Lowy Institute's books of the year 2015, part 3
Published 16 Dec 2015 

As we approach Christmas, we offer selections from Lowy Institute staff and Interpreter contributors for the best book they have read this year.

Political Amnesia: How We Forgot How To Govern, by Laura Tingle. Selected by Lowy Institute Nonresident Fellow Ric Smith.

Laura Tingle's engaging Political Amnesia: How We Forgot How to Govern argues that the manifest shortcomings of Australian government in recent years may be explained by a failure to remember and apply the lessons of the past.

For the public service, she attributes this largely to the 'reforms' of the nineties and since, and thus implicitly challenges the ideology that drove them. There's a lot in this thesis, but not it's a complete explanation. Even if the 'amnesia' were miraculously reversed, many of the problems of modern government in Australia would remain.

The Courage to Act, by Ben Bernanke. Selected by Lowy Institute Research Fellow Jonathan Pryke.

As Chairman of the US Federal Reserve from 2006 to 2014, Ben Bernanke was the most powerful player in the response to the Global Financial Crisis. In The Courage to Act he sets out an exhaustive account of how he wielded US monetary policy in bold and unorthodox ways to inject trillions into the US financial system. In his opinion it was only intervention of this scale and ambition that prevented the global economy from falling into a crisis that would have been worse than the Great Depression. And he's probably right.

Make no mistake, this memoir is a statement of legacy for Bernanke, so you won't find much self-doubt, criticism or acceptance of moral hazard in his account of the Fed and US government's response to the crisis. Still, you will find no better inside account from the absolute centre of the response to the crisis. Once you've finished with the book (or for those too time poor to get through it), Bernanke also provides a fascinating hour-long interview on the Freakonomics podcast, which includes him grading his own performance as Chairman both before and during the crisis.
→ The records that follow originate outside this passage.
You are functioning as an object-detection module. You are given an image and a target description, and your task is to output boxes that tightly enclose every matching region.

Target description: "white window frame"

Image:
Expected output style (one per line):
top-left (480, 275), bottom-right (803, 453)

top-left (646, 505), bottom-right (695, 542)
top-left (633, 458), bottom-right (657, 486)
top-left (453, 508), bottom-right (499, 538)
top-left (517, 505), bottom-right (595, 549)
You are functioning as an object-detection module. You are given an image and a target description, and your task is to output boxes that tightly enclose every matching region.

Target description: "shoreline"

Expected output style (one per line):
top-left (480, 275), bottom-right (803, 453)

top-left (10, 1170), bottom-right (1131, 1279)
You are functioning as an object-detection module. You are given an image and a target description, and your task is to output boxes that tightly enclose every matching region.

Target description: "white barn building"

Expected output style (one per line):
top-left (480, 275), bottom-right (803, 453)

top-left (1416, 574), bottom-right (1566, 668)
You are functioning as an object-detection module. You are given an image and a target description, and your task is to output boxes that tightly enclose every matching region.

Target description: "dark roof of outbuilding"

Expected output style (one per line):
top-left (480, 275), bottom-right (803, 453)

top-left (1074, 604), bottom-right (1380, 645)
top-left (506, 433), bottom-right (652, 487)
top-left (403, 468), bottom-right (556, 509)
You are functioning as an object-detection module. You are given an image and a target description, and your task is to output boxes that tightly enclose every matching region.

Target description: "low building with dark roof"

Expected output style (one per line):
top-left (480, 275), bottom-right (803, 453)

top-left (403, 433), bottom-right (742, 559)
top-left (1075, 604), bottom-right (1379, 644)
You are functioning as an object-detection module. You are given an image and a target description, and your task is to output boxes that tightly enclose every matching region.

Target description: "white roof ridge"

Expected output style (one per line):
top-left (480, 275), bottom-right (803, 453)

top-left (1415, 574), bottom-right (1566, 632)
Other People's Money, by John Kay. Selected by Lowy Institute Nonresident Fellow Stephen Grenville.

If you think the problems thrown up by the 2008 financial crisis have all been sorted, you might read John Kay's Other People's Money. This is not yet another take on the crisis as such, but is about how the financial sector works. He's an insider who certainly sees the benefit of markets: 'We need finance. But today we have too much of a good thing'. The proliferation of globally coordinated rules has been largely misdirected. The sector needs to shrink, with fewer rules and greater institutional simplicity.

If this whets your appetite, try the more radical version: Adair Turner's Between Debt and the Devil. Turner, former head of the UK Financial Services Authority, was the one who in 2009 said that some financial activity was 'socially useless'. He spells out this idea (and much more) in the book.